Pois bem, a sua dúvida é pertinente: será que este “hipotiroidismo” é
transitório [pela mudança de dieta, perda de peso, ou mesmo uma fase
de maior demanda hormonal...] ou já é a história natural da sua
evolução de tanto tempo com a auto imunidade ativa? Eu não saberei lhe
falar agora.
Sugiro esperar mais 4 meses e checar novamente os exames. Talvez
monitorar também através da ultrassonografia de tireóide.
Se o TSH (que já foi anteriormente 15, e que agora está no limite
superior da normalidade [4,5]) estiver em uma curva crescente, bem
como os auto anticorpos aumentando, muito provavelmente o T4livre
também cairá [este é o hormônio tiroidiano que medimos a efetiva ação
nos receptores, dosado no sangue]. Neste caso, deve conversar com um
tiroidologista para saber sobre a necesidade do uso da reposição com
levotiroxina.
Se o TSH mantiver-se numa curva estável, sem aumento de auto
anticorpos e com T4livre dentro da normalidade, você NÃO APRESENTANDO
clínica compatível com hipotiroidismo, pode-se fazer um seguimento.
Se o TSH baixar e os anticorpos mantiverem-se, tudo será considerado
adequado e é só seguir periodicamente.
A suplementação com o selênio ajuda a “maquinaria” intra tiroidiana na
produção hormonal [no blog, há um texto sugerindo este assunto].
Talvez toda a adequada suplementação, proposta pelo profissional em
nutrologia, tenha auxiliado este equilíbrio também.
O fato de você não ter sido submetido a dosagem de anticorpo anti
endomísio e o restante da investigação para intolerância ao glúten,
deveria ser discutido com um gastroenterologista voltado a esta área.

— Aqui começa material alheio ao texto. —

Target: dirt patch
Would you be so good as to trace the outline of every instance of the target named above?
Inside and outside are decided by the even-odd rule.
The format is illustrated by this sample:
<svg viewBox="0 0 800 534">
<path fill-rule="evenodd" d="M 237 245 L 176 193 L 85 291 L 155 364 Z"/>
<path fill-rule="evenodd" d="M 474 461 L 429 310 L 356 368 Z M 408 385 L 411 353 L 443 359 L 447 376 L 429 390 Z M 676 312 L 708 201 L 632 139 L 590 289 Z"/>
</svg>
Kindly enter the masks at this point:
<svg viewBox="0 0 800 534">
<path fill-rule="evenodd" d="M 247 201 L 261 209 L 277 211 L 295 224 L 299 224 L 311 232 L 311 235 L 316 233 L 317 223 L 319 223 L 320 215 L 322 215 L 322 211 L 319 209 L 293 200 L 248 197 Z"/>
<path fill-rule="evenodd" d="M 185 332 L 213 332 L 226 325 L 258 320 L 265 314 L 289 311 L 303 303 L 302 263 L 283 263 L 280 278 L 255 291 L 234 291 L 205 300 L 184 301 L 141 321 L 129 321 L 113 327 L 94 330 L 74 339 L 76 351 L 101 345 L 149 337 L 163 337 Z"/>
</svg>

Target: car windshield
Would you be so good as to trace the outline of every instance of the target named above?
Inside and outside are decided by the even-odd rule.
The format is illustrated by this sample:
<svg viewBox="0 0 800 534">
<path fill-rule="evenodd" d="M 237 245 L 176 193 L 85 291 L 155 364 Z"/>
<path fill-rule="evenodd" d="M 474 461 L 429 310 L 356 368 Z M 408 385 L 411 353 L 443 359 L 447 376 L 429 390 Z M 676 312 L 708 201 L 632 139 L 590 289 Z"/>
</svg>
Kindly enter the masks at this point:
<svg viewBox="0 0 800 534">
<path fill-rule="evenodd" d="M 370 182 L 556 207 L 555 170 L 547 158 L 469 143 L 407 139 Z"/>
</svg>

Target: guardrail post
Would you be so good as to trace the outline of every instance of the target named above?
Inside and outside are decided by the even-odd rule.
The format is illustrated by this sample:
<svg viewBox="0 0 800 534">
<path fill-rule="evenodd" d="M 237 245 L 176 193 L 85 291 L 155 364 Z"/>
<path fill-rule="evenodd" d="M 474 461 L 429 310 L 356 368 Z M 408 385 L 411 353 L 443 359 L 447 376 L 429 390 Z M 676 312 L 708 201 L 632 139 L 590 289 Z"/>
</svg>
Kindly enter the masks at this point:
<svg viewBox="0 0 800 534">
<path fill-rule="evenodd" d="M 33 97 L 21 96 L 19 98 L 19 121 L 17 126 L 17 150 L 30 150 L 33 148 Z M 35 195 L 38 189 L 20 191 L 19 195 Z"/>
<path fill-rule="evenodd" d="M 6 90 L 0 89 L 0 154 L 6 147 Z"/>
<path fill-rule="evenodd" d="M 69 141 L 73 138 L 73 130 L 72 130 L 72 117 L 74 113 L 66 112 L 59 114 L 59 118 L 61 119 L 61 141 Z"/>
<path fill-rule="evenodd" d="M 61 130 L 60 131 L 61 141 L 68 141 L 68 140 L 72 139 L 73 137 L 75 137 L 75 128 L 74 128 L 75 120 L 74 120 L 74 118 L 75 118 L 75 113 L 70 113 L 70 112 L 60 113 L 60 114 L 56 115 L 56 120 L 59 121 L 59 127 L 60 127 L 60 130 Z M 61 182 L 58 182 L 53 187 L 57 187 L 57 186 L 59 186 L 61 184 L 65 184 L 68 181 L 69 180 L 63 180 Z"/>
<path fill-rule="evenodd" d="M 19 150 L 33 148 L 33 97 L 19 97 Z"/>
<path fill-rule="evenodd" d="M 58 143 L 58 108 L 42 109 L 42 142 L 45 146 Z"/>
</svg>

O que sabemos é que muitas doenças auto imunes podem associar-se e o
fato de já ter a predisposição positiva de um tipo de auto anticorpo,
não faz incomum o achado de outros. Devemos lembrar, no entanto, que
os anticorpos são apenas marcadores de uma doença, não necessariamente
somos portadores ou vamos desenvolvê-la.
Quanto ao seu tratamento com uma abordagem alternativa, infelizmente,
não saberia seguir esta linha. Como sou tiroidologista, trato com os
recursos médicos possíveis hoje [e são basicamente a reposição
hormonal, no caso de hipotiroidismo - caso veja a necessidade, como
lhe expliquei anteriormente].
Como prefere o tratamento alternativo, sugiro manter sua dieta e
seguimento, além dos exames periódicos, procurando um profissional que
domine esta abordagem.
Sinto se não lhe pude ajudar mais, deixe-me saber como será este desfecho.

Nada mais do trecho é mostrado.